Here we look at a family of algorithmic techniques collectively called fingerprinting.
Freivalds' Algorithm
Remember the obvious $\Theta(n^3)$ algorithm for multiplying two $n\times n$ matrices, $A$ and $B$:
Multiply(A, B, n) for i = 1 to n for j = 1 to n C[i][j] = 0 for k = 1 to n C[i][j] = C[i][j] + A[i][k]*B[k][j]
Suppose, instead that someone gives us three $n\times n$ matrices $A$, $B$, and $C$ and claims that \[ A \times B = C \enspace. \] How can we verify that this is true?

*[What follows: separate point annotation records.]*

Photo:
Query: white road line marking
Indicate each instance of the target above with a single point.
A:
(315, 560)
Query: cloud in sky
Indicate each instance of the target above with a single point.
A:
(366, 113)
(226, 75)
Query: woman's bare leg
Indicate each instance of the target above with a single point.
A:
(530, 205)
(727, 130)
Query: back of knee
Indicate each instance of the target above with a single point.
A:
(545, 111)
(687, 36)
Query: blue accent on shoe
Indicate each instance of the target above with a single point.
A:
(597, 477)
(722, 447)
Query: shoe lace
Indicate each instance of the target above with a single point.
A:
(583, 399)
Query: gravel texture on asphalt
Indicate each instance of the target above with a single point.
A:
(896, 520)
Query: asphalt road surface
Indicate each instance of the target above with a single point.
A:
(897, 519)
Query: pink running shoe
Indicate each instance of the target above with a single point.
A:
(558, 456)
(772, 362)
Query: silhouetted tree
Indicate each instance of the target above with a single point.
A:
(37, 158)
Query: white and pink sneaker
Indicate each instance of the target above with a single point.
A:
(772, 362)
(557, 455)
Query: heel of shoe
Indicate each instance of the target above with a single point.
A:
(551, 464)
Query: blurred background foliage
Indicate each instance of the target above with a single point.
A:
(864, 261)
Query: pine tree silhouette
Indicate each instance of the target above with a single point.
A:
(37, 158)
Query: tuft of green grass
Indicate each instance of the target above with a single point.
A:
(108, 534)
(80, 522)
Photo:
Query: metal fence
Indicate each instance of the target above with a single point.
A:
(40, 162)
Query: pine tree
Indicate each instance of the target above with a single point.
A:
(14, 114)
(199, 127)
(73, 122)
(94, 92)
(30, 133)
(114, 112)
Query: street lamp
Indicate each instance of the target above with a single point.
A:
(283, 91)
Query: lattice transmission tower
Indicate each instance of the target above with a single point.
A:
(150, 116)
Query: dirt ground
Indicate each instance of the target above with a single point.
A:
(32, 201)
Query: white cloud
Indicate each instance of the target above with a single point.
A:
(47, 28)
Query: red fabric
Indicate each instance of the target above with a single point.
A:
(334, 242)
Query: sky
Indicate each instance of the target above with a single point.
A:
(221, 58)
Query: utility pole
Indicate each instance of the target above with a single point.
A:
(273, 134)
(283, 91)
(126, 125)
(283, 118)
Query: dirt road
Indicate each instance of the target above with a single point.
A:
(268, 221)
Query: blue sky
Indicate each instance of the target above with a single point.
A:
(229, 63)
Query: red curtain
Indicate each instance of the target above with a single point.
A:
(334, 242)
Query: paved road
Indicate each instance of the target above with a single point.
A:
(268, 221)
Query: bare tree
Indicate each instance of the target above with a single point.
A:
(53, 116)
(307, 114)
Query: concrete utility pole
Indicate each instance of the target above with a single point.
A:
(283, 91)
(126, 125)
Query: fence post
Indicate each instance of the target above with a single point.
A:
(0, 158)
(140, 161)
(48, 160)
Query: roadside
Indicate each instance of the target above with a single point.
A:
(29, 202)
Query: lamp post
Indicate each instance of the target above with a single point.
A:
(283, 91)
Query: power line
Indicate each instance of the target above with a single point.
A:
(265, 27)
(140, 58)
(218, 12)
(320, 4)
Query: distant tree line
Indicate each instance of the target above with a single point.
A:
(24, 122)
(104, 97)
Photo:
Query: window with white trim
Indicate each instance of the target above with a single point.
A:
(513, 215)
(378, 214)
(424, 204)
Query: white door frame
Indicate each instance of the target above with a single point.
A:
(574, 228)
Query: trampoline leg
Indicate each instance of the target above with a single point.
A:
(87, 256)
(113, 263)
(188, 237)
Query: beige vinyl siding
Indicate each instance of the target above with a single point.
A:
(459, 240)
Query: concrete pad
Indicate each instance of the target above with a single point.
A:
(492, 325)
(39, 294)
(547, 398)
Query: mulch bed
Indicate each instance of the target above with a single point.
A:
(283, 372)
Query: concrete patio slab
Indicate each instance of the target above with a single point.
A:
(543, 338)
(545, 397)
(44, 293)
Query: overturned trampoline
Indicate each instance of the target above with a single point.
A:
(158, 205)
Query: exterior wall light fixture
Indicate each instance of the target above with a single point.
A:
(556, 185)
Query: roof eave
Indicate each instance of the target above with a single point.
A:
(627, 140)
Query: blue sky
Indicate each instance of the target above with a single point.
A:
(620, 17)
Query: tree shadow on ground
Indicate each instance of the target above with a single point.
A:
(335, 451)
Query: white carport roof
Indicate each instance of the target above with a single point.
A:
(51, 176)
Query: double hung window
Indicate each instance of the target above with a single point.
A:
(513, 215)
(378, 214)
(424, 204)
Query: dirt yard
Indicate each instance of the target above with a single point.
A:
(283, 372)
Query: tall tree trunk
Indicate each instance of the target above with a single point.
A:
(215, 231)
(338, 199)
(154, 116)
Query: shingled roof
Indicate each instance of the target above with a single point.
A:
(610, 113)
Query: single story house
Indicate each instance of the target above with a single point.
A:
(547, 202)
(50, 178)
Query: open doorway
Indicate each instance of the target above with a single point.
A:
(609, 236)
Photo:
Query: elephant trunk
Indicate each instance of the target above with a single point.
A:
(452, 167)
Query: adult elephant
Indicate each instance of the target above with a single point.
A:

- The obvious thing to do is to compute $A\times B$ ourselves and check if the result is correct
- The obvious matrix-multiplication algorithm takes $\Theta(n^3)$ time.
- Even the fastest (very complicated) algorithms take $\Theta(n^\omega)$ time where $\omega\approx 2.3728639$
- We want to do this in optimal $\Theta(n^2)$ time
The first thing to remember is that, for fixed $a,b\in\R$, $a\neq 0$, the equation $ax=b$ has exactly one solution for $x$ (namely $x=b/a$).
Recall that the dot product of two vectors $v=(v_1,\ldots,v_n)$ and $w=(w_1,\ldots,w_n)$ is \[ v\cdot w = \sum_{i=1}^n v_i\times w_i \enspace . \]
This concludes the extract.